The key benefits of using life insurance to build your retirement plan include: 

  • Long-term Product 

Insurance is a long-term product that guarantees benefits for 25-30 years. It is the only instrument in your financial portfolio that provides for assured benefits and regular investments as insurance companies absorb the reinvestment risk in the long term. 

  • Inculcates Financial Discipline

Insurance inculcates financial discipline as it allows for regular investment. While everyone wants to secure their retirement phase, not everyone has the discipline to save.  

  • Suitable for Low Risk

Insurance is an ideal retirement planning instrument for individuals with low risk appetite and those who seek assured income. There are several options that provide either minimum guaranteed amounts plus bonus or a fully guaranteed amount.

  • Versatility to Invest in the Stock Markets

Individuals with higher risk appetite can opt for market-linked plans such as unit linked insurance plans or ULIPs. These allow for savings in the earning phase and withdrawals in the non-earning or retirement phase. 

Many insurance plans offer income options in non-earning years, such as ULIPs available till age 90 with withdrawals or whole life plans with money back built in or income plans where there is tax free income payable. 

Ways To Use Your Life Insurance For Retirement 

You must plan for two life stages. One where you earn and save for retirement, i.e., the accumulation phase and one where you earn an income from the accumulated wealth. 

Saving for Retirement or Accumulation Phase

  • If you are looking at insurance coverage for life along with survival and maturity benefits, you can opt for whole life plans. 
  • In case you have a lower risk appetite and are looking for defined assurance and tax benefits, you can opt for endowment plans that provide either minimum guaranteed amounts and bonus (participating endowment plans) or a fully-guaranteed amount (non-participating endowment plans). 
  • If you stand on the higher quadrant of the risk and return matrix, you can invest in ULIPs. These market linked plans let you save towards retirement while allowing you the luxury of drawing down, tax free for planned expenses, such as higher education for children, marriage expenses etc. 

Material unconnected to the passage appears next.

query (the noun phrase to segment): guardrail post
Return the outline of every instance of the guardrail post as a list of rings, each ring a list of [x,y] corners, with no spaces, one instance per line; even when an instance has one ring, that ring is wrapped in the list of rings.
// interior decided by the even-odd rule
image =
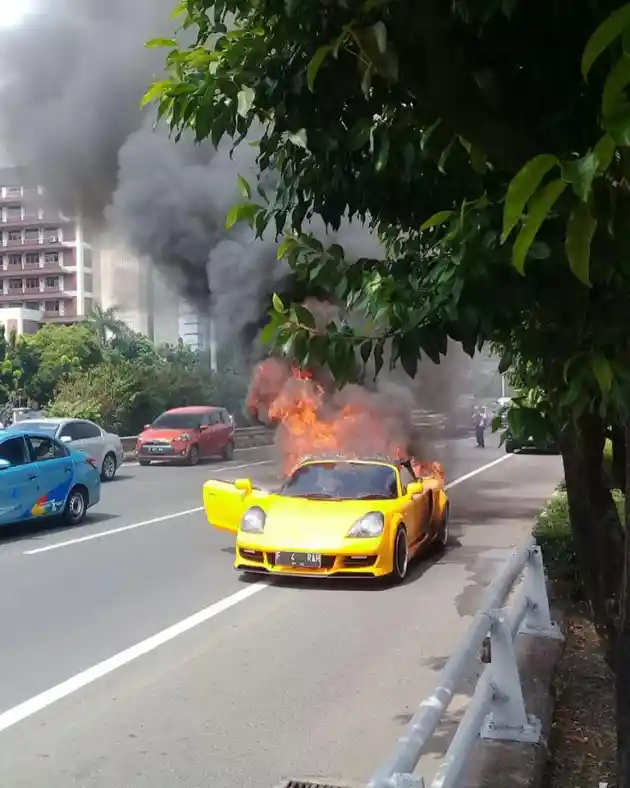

Phase Where You Utilise the Funds for Income During Retirement

Once you are a retired individual, you can reap benefits from the corpus that has been accumulated during the savings phase. This is where you actually earn regular income so that your retirement years are as smooth as you want them to be. One product in this bucket is the annuity product.

Annuity Plans 

Annuities are specifically designed by insurance companies to provide you guaranteed income during the retirement period. Since an annuity plan is for life, it protects you from outliving your savings. Few attractive variants include: 

  • Return of purchase price on death of policy holder to the nominee 
  • Joint life annuity wherein the spouse continues receiving income after the primary policy holder passes away. 
  • You have the option of investing in an annuity with your retirement savings. This is called immediate annuity where you can receive the pension within one year of the premium amount being paid. 
  • You can opt for a hybrid mode, which is an accumulation and income plan that allows for savings in earning years and income in non-earning years. The insured can indicate the periodicity over which they would prefer to receive the annuity from the insurance company. 
  • Individuals who still have some years to retirement can choose these deferred annuity plans.

Bottom Line

Every individual must leverage insurance for retirement. This trifecta of assured benefits and a comfortable retired life, financial stability that comes with disciplined and regular investments, and protection make life insurance one of the most compelling instruments for creating a robust retirement investment plan.